How can spring be here already? I am not ready for show season! What did I do all winter?
I did train my dog; I just did not train for obedience. I trained for play and mostly to enhance our communication skills. However, there are still times where I speak in a not so happy voice and there have been plenty of times when he has told me off.
People have debated which foreign language is the most difficult to learn, but based on a 2001 study by Nicola Rooney at the Anthrozoology Institute in Southhampton, UK, the answer is clear. The language humans have the most difficulty understanding and using is “dog.” In this research featuring 21 owner-dog pairs, the scientist videotaped the owners engaged in play with their dogs. The owners patted the floor, barked, bowed, shuffled their feet, slapped their thighs, crawled on all fours – anything to get their Fido to romp with them.
The researchers identified common actions owners used to elicit play and then tested them to see which signals actually worked. As a result, they discovered that bowing or lunging while verbally encouraging a dog usually elicits play. Tickling/quick pats and stamping feet got virtually no response. Patting the floor and clapping were less than 50 percent successful.

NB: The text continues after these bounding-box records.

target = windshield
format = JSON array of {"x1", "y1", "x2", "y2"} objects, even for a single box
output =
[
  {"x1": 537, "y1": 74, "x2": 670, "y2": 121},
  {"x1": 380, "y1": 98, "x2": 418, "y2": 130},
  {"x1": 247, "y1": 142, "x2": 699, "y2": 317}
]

The researchers found that although some actions tended to instill silent stares and others instigated play, the frequency with which the owners used the signals was unrelated to their success. That is owners tended to use unsuccessful gestures as frequently as successful ones. This means that we are oblivious to whether our dog is responding to us and whether our actions create the appropriate response. Instead, we babble or gesture blindly, and occasionally use the correct language.
According to Sophia Yin, DVM, you need to pay attention to both your actions and your dog’s responses. She says in order to be successful at training and changing behavior, you must: have good timing, be clear and consistent with your expectations and signals, and provide the correct rate of reinforcement.

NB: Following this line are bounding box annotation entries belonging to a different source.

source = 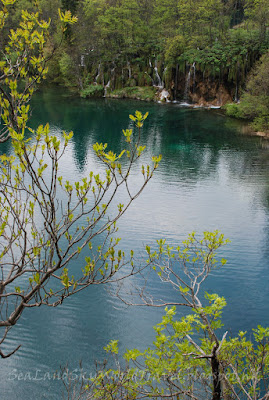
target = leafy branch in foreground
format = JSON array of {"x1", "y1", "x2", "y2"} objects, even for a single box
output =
[
  {"x1": 0, "y1": 0, "x2": 161, "y2": 358},
  {"x1": 70, "y1": 231, "x2": 269, "y2": 400},
  {"x1": 0, "y1": 111, "x2": 161, "y2": 357}
]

Yin explains that dogs are not blank slates, as researchers once thought. That is, they cannot all learn the same tasks equally well, and even when trained in exactly the same manner, they may not learn exactly the same thing. These differences in learning are due in part to differences in past experience and motivation level at the time.
Managing your dog’s every task is one that some people cannot help but attempt. They are constantly telling their dog what behavior to perform. You have seen it, people telling their dog to sit, sit, sit, sit, sit.
Good training starts with a reason to learn. Most dogs’ motivators are a combination of food, praise, petting and play. Here is an exercise to try. To see whether praise or petting works well as a reward while your dog is in training, praise him exuberantly. See whether he wags his tail or ignores you. If he wags his tail and looks at you the entire time you are praising or petting him, then praise or petting is an effective reward. If he acts like you are not there, then these potential motivators – at least under these conditions – are not a worthwhile communication tool.
One of the obedience tasks I need to train my dog is go outs. Well, this was not fun for me or my dog, so I added the retrieve. (Now my brag) This week, he went into another room and retrieved my slippers and brought them to me one at a time. So while I did little formal obedience training this winter, my dog and I have increased our communication skills. Can I transfer these skills to ring work? We will find out the end of this month.
In what ways do you and your dog communicate? Let me know, I might need to copy your ideas.
“A dog can’t think that much about what he’s doing, he just does what feels right.”